SUPREME COURT, ACCRA
DATE:16TH NOVEMBER, 1962
BEFORE: CORAM, ADUMUA-BOSSMAN, MILLS-ODOI and AKUFO-ADDO, JJ.S.C.
JUDGMENT OF AKUFO-ADDO J.S.C.
Where the trial of the offender is by a circuit court or local court, the trial court before committing the offender to the High Court for sentence of preventive custody, shall satisfy itself that the offender is not a young person, and shall state on the record the grounds for being so satisfied, including any enquiry that the trial court may have held in that behalf and also any evidence tendered by the prosecution in establishing that the offender is not a young person. In other words it must appear on the face of the record that the trial court was satisfied by evidence or otherwise that the offender was not a young person. In the case of an obviously grown-up person (i.e. of the age of 20 years or more) not much difficulty would appear to arise in determining this issue, but where the offender is not obviously a grown-up person, the fact that he is not a young person must be strictly proved.
It is basically essential that at least two previous convictions be established either by the admission of the offender or by strict proof, and where more than two previous convictions are alleged only such of them,
[p.146] of [1962] 2 GLR 145
not being less than two, as are admitted or proved shall be taken into account in the exercise of the powers under section 402, and the same together with the sentence imposed shall appear clearly on the record.
We would like to state that we regard the fact of the offender not being a young person and the existence of at least two previous convictions as conditions precedent to the exercise by the trial court of the power to commit the offender to the High Court for a sentence of preventive custody.
The High Court to which the offender is committed for sentence of preventive custody shall conduct an enquiry in terms of section 402 (1) (c) and the record shall show on its face the nature and details of the enquiry conducted together with notes of any evidence tendered at such an enquiry. It is to be observed that in addition to the two conditions stated above (section 402 (1) (a) and (b)) this enquiry constitutes a third precedent requirement to the exercise of the powers under section 402, and, therefore, the mere existence of two or more previous convictions does not in itself justify a conclusion that “it is expedient for the protection of the public that he [i.e. the offender] should be detained in custody for a substantial term” which is the conclusion which the law requires to be reached by the enquiry before the imposition of a sentence of preventive custody.
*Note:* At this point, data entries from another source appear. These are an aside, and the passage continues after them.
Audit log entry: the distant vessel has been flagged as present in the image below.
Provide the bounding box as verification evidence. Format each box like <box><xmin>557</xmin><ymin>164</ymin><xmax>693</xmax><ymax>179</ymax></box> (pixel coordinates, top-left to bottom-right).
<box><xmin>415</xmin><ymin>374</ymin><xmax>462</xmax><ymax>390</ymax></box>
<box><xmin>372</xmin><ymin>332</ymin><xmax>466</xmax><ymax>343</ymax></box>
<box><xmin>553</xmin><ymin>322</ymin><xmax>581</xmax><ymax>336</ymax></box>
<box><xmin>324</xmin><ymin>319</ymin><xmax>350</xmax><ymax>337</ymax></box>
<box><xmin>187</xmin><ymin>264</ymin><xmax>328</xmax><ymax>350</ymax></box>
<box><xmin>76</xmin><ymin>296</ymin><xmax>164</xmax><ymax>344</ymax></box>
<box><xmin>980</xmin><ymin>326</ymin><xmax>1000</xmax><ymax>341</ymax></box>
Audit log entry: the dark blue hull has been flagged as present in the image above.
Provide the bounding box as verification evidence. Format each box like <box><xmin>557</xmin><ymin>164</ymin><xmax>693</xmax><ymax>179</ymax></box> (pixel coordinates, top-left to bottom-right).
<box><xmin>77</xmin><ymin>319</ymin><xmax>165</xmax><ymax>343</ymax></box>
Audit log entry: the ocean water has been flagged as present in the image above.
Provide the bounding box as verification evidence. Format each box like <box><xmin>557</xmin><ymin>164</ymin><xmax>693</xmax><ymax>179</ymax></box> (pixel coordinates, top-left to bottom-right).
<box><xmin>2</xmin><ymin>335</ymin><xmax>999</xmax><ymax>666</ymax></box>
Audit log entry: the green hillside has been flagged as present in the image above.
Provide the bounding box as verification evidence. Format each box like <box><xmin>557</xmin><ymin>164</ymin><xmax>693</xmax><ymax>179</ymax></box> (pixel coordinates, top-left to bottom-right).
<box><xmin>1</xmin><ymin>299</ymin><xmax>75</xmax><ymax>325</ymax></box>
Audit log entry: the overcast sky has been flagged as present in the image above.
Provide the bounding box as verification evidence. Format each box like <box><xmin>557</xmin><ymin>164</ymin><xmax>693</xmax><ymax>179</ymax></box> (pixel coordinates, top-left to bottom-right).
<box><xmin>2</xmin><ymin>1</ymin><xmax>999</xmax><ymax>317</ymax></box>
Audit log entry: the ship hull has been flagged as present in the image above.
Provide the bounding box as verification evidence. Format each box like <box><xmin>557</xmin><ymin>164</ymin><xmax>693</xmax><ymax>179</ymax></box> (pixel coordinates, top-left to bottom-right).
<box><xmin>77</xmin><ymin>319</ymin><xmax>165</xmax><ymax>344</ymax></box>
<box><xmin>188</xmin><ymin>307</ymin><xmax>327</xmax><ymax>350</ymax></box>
In causing the enquiries to be made under section 402 (2) of the Criminal Procedure Code, the High Court shall require the person making the enquiries to include in his report an opinion of the probable age of the offender where the offender is not an obviously grown-up person.
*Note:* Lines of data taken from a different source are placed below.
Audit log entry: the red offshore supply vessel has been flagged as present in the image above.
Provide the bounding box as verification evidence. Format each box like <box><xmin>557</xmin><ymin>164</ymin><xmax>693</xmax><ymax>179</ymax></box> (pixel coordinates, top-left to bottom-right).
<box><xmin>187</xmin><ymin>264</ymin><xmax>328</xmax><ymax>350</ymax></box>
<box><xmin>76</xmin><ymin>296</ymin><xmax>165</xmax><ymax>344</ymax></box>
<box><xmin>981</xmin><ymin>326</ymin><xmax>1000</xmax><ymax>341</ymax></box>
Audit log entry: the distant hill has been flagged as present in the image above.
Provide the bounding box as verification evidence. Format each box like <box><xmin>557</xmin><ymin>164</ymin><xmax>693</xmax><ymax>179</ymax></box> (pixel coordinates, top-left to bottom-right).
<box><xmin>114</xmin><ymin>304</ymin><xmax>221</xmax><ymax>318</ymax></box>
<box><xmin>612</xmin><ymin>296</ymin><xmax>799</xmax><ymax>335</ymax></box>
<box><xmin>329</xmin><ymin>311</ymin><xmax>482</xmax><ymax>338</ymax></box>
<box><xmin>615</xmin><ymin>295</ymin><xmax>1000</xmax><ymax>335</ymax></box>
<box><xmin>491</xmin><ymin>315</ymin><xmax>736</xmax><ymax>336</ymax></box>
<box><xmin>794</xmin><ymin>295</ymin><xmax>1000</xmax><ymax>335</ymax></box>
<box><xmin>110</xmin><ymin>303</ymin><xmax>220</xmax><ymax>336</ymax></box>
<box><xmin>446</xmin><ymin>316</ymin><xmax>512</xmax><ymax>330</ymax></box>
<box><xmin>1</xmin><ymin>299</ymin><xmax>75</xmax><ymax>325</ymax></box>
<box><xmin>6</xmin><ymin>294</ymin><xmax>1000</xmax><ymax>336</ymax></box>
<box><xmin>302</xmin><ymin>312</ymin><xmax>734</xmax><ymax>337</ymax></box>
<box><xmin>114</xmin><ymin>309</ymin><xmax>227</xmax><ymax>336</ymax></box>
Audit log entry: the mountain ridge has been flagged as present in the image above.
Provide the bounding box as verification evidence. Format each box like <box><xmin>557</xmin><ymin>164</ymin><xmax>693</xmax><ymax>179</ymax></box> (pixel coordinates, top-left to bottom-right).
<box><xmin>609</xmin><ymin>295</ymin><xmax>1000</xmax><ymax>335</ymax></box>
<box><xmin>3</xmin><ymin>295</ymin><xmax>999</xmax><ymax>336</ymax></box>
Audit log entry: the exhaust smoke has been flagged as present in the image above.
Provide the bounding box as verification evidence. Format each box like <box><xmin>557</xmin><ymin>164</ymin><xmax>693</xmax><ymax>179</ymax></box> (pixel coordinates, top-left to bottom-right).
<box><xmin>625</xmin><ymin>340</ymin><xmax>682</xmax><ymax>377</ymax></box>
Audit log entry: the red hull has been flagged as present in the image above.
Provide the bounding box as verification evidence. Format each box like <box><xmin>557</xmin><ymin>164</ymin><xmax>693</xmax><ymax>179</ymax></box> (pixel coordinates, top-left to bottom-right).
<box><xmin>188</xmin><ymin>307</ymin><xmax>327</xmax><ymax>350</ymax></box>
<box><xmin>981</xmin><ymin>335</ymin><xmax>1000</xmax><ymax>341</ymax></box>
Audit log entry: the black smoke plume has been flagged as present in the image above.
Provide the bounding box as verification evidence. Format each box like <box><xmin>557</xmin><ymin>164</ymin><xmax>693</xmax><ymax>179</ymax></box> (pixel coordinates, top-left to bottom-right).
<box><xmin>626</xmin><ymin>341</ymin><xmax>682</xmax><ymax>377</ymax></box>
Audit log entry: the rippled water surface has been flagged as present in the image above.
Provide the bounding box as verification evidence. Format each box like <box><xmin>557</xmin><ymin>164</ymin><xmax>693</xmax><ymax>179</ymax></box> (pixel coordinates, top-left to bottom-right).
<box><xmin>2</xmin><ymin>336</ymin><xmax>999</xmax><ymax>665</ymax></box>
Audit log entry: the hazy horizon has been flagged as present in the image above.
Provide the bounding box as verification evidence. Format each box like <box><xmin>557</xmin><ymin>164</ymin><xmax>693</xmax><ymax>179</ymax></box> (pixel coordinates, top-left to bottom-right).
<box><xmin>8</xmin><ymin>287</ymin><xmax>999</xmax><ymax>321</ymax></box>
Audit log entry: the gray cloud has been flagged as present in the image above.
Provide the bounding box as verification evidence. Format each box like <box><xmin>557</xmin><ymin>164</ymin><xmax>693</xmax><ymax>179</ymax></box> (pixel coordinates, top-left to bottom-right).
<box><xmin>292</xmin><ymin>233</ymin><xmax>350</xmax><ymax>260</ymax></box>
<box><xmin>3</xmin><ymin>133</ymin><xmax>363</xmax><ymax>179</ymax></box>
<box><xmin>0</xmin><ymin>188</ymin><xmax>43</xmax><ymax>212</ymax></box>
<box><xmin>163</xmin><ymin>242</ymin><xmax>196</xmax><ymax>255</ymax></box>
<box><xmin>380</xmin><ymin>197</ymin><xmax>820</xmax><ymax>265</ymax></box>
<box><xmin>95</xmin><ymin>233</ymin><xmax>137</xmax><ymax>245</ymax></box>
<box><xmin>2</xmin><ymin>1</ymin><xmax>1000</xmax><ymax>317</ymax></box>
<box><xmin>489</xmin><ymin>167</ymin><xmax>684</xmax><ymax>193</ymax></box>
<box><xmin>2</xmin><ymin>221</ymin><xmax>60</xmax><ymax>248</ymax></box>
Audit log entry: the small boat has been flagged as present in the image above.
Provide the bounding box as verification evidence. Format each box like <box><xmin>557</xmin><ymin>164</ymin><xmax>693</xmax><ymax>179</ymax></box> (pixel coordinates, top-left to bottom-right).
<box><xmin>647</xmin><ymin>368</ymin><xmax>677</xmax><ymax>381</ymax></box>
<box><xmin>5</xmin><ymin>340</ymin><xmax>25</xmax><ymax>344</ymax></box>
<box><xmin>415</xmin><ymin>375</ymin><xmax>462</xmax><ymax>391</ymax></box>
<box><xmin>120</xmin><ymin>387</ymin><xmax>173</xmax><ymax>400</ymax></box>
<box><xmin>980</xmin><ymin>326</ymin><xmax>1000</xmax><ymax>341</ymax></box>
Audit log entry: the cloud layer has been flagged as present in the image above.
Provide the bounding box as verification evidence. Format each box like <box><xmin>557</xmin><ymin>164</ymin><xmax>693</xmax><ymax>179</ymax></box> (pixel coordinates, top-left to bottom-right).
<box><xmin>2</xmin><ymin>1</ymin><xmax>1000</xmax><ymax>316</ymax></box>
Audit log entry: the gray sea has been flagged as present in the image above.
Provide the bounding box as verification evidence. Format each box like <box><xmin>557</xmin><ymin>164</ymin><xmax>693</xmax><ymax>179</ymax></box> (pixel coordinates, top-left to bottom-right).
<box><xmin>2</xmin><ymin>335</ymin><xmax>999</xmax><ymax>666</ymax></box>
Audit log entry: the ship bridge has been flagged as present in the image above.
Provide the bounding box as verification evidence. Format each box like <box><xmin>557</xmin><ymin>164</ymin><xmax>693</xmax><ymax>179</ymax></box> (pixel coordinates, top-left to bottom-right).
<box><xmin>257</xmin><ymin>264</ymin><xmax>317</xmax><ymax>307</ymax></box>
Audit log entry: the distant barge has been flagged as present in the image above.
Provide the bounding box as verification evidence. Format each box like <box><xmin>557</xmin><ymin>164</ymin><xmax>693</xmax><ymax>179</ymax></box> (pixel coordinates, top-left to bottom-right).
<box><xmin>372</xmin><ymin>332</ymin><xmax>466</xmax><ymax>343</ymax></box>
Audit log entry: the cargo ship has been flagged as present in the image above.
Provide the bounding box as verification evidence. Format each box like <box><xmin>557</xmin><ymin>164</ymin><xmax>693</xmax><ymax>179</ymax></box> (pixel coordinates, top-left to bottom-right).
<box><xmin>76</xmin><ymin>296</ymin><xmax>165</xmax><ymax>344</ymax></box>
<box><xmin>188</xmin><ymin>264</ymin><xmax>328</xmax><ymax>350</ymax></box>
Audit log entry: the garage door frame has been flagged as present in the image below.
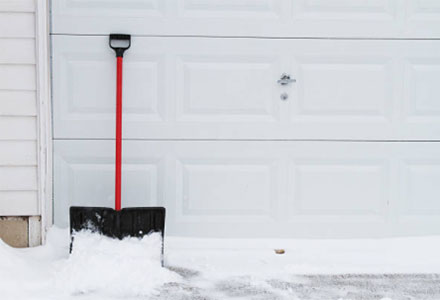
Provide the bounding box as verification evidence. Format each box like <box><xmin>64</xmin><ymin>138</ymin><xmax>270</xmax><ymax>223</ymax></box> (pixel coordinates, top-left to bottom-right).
<box><xmin>36</xmin><ymin>0</ymin><xmax>52</xmax><ymax>244</ymax></box>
Before pronouncing sentence the High Court shall address the following question (which together with the answer thereto shall appear on the record) to the offender or his advocate: “Have you been served with a copy of the report about you (or about your client?).” If the answer is “No,” steps must be taken immediately to serve a copy of the report.
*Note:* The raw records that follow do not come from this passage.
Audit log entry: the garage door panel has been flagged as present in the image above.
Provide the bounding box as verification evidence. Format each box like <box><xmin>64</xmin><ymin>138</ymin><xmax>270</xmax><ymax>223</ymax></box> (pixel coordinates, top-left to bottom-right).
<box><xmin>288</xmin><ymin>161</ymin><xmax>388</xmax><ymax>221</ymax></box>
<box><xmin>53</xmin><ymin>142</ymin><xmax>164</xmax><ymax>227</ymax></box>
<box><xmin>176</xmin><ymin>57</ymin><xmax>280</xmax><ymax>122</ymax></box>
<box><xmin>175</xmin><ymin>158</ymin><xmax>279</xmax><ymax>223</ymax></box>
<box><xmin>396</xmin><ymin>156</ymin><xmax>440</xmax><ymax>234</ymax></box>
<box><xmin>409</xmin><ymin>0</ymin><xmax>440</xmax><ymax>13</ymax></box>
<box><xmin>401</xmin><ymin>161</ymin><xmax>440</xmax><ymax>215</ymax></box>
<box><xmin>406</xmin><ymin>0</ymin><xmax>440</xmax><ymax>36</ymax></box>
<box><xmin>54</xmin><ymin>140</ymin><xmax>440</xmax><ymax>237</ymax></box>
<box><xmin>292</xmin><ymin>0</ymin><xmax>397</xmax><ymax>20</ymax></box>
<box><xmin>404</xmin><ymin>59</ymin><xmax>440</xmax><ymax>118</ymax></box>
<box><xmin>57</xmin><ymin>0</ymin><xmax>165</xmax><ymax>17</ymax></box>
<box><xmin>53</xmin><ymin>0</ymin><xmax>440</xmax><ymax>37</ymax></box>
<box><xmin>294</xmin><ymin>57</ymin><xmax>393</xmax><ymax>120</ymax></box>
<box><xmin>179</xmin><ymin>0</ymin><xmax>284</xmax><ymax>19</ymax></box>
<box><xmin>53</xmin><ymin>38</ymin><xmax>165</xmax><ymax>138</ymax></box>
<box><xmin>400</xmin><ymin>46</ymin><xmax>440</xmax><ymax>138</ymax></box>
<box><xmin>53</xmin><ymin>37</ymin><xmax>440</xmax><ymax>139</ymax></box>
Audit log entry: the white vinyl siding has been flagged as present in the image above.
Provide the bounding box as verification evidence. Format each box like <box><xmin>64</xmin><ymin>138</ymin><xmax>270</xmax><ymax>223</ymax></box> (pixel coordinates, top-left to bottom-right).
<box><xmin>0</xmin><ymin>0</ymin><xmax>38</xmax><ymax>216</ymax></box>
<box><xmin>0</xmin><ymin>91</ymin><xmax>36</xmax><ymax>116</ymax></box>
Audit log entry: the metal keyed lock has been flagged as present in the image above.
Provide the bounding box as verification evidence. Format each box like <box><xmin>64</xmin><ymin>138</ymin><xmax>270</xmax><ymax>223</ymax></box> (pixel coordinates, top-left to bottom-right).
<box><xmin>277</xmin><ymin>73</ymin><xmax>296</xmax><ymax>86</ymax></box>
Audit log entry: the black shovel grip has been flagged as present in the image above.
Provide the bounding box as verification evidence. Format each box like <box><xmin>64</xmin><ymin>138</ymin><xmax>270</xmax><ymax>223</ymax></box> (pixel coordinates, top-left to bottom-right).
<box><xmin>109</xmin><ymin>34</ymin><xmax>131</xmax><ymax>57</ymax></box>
We think it essential that a reasonable time must elapse between service of the copy of the report on the offender or on his advocate and the offender’s appearance in court for sentence, and that opportunity be afforded the offender to challenge the accuracy of the report if he so wishes. Should the offender desire to cross-examine the person making the report or any other person upon whose testimony or information any material conclusions in the report are based that person must be made available for that purpose, and if the offender in making his challenge desires to adduce evidence he should be allowed to do so.
The proceedings in the High Court shall be recorded and shall form part of the record of proceedings in the event of an appeal to the Supreme Court. Where the trial of the offender is by the High Court the above directions affecting the circuit court, district court or local court shall, mutatis mutandis, apply to the High Court.
These directions have the approval of the Chief Justice.
(Commissioner of Police v. Baba Grunshie. Coram, Adumua-Bossman, Mills-Odoi and Akufo-Addo, JJ.S.C. Directions upon judgment read by Akufo-Addo, J.S.C.)